If BDSM Makes You Anxious, Dance To The Music

I was listening to an interview on the radio this morning with two orchestra conductors. Answering a question about whether they felt anxious before going on stage, both admitted that they did and described it as being like a “cocktail party in the head”. At this cocktail party, everyone is out to judge you. You haven’t prepared enough, there have been better versions before you, you’re just not very good. The audience is sitting out there, waiting to find fault with you. In your head, it probably looks something like this comic strip.
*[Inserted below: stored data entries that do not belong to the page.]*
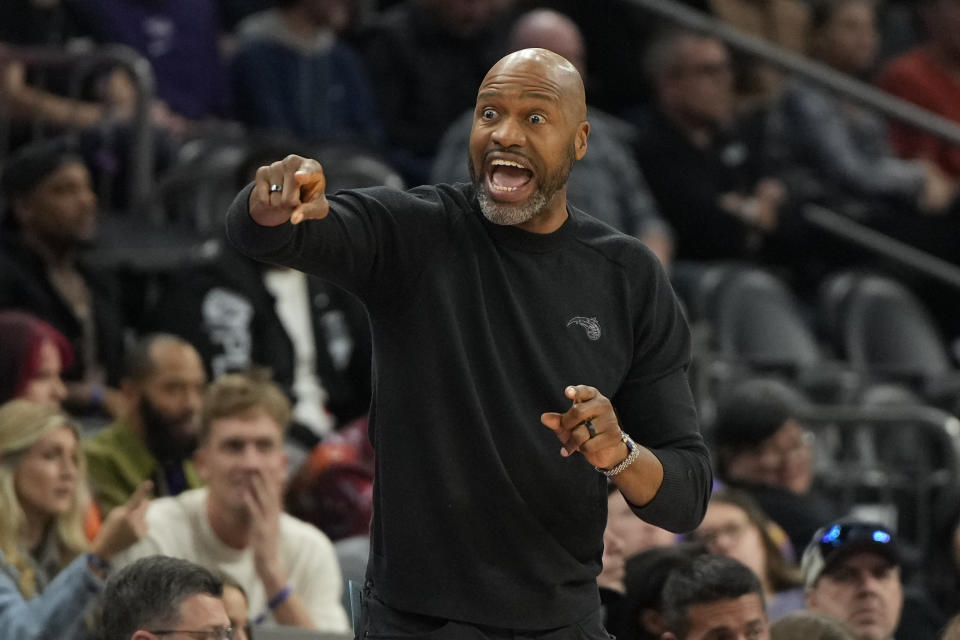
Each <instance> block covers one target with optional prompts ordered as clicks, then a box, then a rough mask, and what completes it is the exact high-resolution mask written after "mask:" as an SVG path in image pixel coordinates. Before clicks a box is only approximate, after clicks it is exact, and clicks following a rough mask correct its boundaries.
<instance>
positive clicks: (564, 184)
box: [467, 145, 576, 226]
mask: <svg viewBox="0 0 960 640" xmlns="http://www.w3.org/2000/svg"><path fill="white" fill-rule="evenodd" d="M574 162H576V157H575V155H574V149H573V145H571V146H570V154H569V158H568V162H567V166H565V167H562V168H561V169H560V171H558V172H557V173H555V174H553V175H550V176H548V177H547V180H546V183H544V184H541V185H540V186H539V187H538V188H537V189H536V190H534V192H533V194H531V195H530V197H529V198H528V199H527V201H526V202H524V203H522V204H500V203H498V202H497V201H496V200H494V199H493V198H492V197H491V196H490V194H489V193H488V192H487V190H486V185H484V184H483V177H482V176H479V175H477V171H476V168H475V167H474V164H473V158H471V157H469V156H468V157H467V169H468V171H469V172H470V178H471V180H472V181H473V186H474V189H475V190H476V192H477V202H479V203H480V211H481V212H482V213H483V217H484V218H486V219H487V220H489V221H490V222H492V223H493V224H499V225H504V226H514V225H518V224H524V223H526V222H529V221H530V220H533V218H534V217H536V216H537V215H539V214H540V213H541V212H542V211H543V210H544V209H546V207H547V204H548V203H549V202H550V199H551V198H553V196H554V194H556V192H557V191H559V190H560V188H561V187H563V185H565V184H566V183H567V178H568V177H569V176H570V170H571V169H572V168H573V164H574Z"/></svg>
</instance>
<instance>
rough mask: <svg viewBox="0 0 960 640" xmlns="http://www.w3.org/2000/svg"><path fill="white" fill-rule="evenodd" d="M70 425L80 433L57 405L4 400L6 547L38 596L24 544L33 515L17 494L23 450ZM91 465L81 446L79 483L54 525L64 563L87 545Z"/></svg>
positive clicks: (2, 511) (3, 419)
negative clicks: (83, 454) (86, 464)
mask: <svg viewBox="0 0 960 640" xmlns="http://www.w3.org/2000/svg"><path fill="white" fill-rule="evenodd" d="M61 427H67V428H69V429H71V430H72V431H73V433H74V435H76V436H77V440H78V444H79V439H80V434H79V429H78V427H77V425H76V423H74V422H73V420H71V418H70V417H69V416H67V415H66V414H65V413H63V411H61V410H60V409H59V408H58V407H56V406H53V405H47V404H41V403H38V402H33V401H30V400H23V399H17V400H11V401H10V402H7V403H6V404H4V405H3V406H0V513H2V514H3V517H2V518H0V552H2V553H3V556H4V559H5V561H6V562H7V563H8V564H9V565H11V566H12V567H14V568H15V569H16V570H17V571H18V572H19V574H20V584H19V587H20V592H21V593H22V594H23V596H24V597H25V598H28V599H29V598H32V597H33V596H34V595H36V592H37V579H36V575H35V573H34V570H33V567H32V565H31V564H30V562H29V561H28V557H27V555H26V554H27V553H28V552H27V551H26V550H25V549H24V548H23V540H24V536H25V535H26V531H27V530H26V527H27V518H26V514H25V513H24V511H23V507H22V506H21V504H20V499H19V497H18V496H17V488H16V482H15V476H16V472H17V468H18V466H19V465H20V461H21V460H22V458H23V455H24V454H25V453H26V452H27V451H28V450H29V449H30V447H32V446H33V445H34V443H36V442H37V441H38V440H39V439H40V438H42V437H43V436H44V435H46V434H48V433H50V432H51V431H53V430H55V429H58V428H61ZM86 478H87V468H86V462H85V460H84V457H83V452H82V451H81V450H80V448H79V446H78V448H77V489H76V492H75V494H74V496H73V501H72V503H71V504H70V508H69V509H68V510H67V511H66V513H63V514H61V515H59V516H57V517H56V518H55V519H54V521H53V523H52V526H53V527H54V529H53V531H54V535H55V536H56V541H57V545H58V546H59V551H60V560H61V566H60V568H61V569H62V568H64V567H65V566H66V565H67V564H69V563H70V562H71V561H72V560H73V559H74V558H75V557H76V556H77V555H79V554H80V553H83V552H84V551H85V550H86V549H87V546H88V544H87V538H86V536H85V535H84V529H83V521H84V516H85V514H86V510H87V508H88V507H89V506H90V494H89V490H88V488H87V482H86Z"/></svg>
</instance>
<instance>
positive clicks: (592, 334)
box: [567, 316, 600, 340]
mask: <svg viewBox="0 0 960 640" xmlns="http://www.w3.org/2000/svg"><path fill="white" fill-rule="evenodd" d="M575 324H576V325H579V326H581V327H583V328H584V330H585V331H586V332H587V337H588V338H590V339H591V340H599V339H600V323H599V322H597V319H596V318H584V317H583V316H576V317H575V318H570V322H568V323H567V326H568V327H569V326H572V325H575Z"/></svg>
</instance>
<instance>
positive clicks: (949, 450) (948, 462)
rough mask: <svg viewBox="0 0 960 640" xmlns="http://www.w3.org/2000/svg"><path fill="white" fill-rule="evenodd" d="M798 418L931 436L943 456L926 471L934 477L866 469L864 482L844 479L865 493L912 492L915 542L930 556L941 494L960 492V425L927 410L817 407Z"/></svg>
mask: <svg viewBox="0 0 960 640" xmlns="http://www.w3.org/2000/svg"><path fill="white" fill-rule="evenodd" d="M797 418H798V419H799V420H800V421H801V422H803V423H804V424H806V425H808V426H811V427H816V426H820V427H823V428H829V427H831V426H837V427H839V428H841V429H843V428H852V429H859V428H862V427H864V426H866V425H874V426H880V425H883V426H887V427H890V426H896V425H908V426H909V427H910V428H911V429H916V430H917V431H916V432H914V433H919V432H926V434H928V435H930V436H932V439H933V442H935V443H936V444H937V446H938V448H937V451H938V453H939V454H941V455H943V456H944V457H943V462H944V464H943V465H942V466H940V465H938V466H937V467H931V468H928V469H927V471H930V472H931V473H918V472H917V470H913V472H912V473H911V472H910V471H905V470H902V469H889V470H873V471H875V472H876V473H871V470H870V469H865V468H861V469H859V470H858V472H857V473H859V474H862V477H860V479H859V482H856V481H855V482H854V483H853V484H852V485H850V486H848V485H849V483H850V478H851V476H850V475H849V474H847V475H846V476H845V478H844V479H842V480H841V482H842V483H843V485H844V486H846V488H847V490H853V489H857V488H862V489H868V490H869V489H873V490H880V491H881V492H882V491H884V490H897V489H900V490H902V489H909V490H911V491H913V492H914V497H915V498H916V503H915V505H914V506H915V509H916V513H915V516H916V517H915V519H914V520H913V521H912V533H913V537H914V539H913V542H914V543H915V544H916V545H917V546H918V548H919V550H920V551H921V552H926V551H928V550H929V548H930V545H931V544H932V543H933V532H934V530H935V524H934V518H935V516H936V511H937V508H938V507H937V505H938V504H939V503H940V502H941V500H942V496H943V495H944V494H942V493H939V492H940V491H942V490H944V489H946V490H947V491H948V492H949V491H950V490H951V489H954V488H956V487H957V486H958V479H960V420H958V419H957V418H956V417H955V416H952V415H950V414H949V413H947V412H945V411H941V410H940V409H937V408H935V407H930V406H925V405H890V406H875V407H862V406H825V405H815V406H810V407H807V408H806V409H804V410H802V411H800V412H798V416H797ZM935 470H936V471H937V472H936V473H934V471H935ZM940 471H942V472H943V473H941V472H940ZM874 483H875V484H874ZM946 495H953V494H952V493H948V494H946ZM908 537H909V536H908Z"/></svg>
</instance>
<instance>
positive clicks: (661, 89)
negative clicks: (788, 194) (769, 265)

What was interesting was that both of them said that as soon as they stepped on to the podium or into the pit, that anxiety always disappeared. They didn’t think it was because the audience clapped and they felt a wave of love. They described it as a shift of focus. The “cocktail party in the head” was self-focused. It’s “me, me, me” thoughts. But when they got to the podium their focus shifted from themselves outwards. To the orchestra, the piece of music, the job at hand.

Everyone feels anxiety at some time I think. Some feel it more than others, but it would surprise me if someone never felt it at all.

Yes, dirty secret, even Doms can get anxious. What if someone’s done it to you better than I can do it to you? What if I make a mistake? Have those months in the gym paid off?

So, anxiety is not just a sub emotion, it’s a human emotion.

BDSM necessitates us changing our focal point. Being a Dom, or a sub, or a Top/bottom, is not an inward-focusing role, it’s about reading the other person. In a way, we’re like the conductor and the orchestra, focused on each other to get the music right.

There might be anxiety in those moments before “the music starts”. Meeting up with a new partner, preparing for play, waiting for things to happen. But, if that’s mostly to do with worrying about what will happen or how we will be perceived, I think BDSM makes it difficult to remain anxious.

At some point we’ve got to stop worrying about ourselves and start focusing on the music. I think at that point, for most of us, the anxiety disappears and we stop worrying about whether anyone is watching us dance.